Foto: Fernando Medina Fernández / Cubahora

Por Ricardo Torres Pérez

Cuba no tiene un problema de demanda, tiene un problema secular de oferta. No es claro cómo controlar los precios ayuda a incrementar la producción. Existe una obsesión con el nivel de precios, pero se habla poco de cómo hacer crecer los ingresos.
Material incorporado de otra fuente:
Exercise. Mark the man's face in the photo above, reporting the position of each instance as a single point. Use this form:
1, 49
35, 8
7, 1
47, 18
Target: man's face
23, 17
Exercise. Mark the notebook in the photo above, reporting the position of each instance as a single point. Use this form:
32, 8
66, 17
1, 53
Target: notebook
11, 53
El poder adquisitivo depende de ambos factores. Plantear que el control de los precios nos permite proteger el poder adquisitivo de la población no resuelve el problema de creación de riqueza. Ese sí es un asunto de capital importancia, pero entiendo que es incómodo tratarlo porque nos conduce a los fallos esenciales de nuestro modelo, a los que se les sigue dando de lado, andando por las ramas.

Mantener los precios bajos, además de desincentivar la producción, tiene efectos regresivos en la distribución del ingreso, para aquellos que gustan hablar de equidad. Todos se benefician de precios bajos, y los grupos de altos ingresos se benefician proporcionalmente más. Si intervenir en las decisiones del sector privado constantemente para resolver los problemas que el sector estatal no ha podido atender durante tanto tiempo, es el concepto sobre el papel del sector no estatal, perdimos el tiempo redactando la nueva Constitución.

Convóquese un espacio para que nuestra población conozca otras opiniones. La medida ha resultado muy popular, pero sólo porque no se pueden dar a conocer otros criterios. Ir tan lejos en la supresión de los pocos espacios de funcionamiento del mercado, solo se podría justificar como antesala de un proceso de mucho mayor calado en el orden monetario.

De momento soy escéptico, no hay atajos hacia el progreso. La tarea tiene que hacerse, de forma correcta.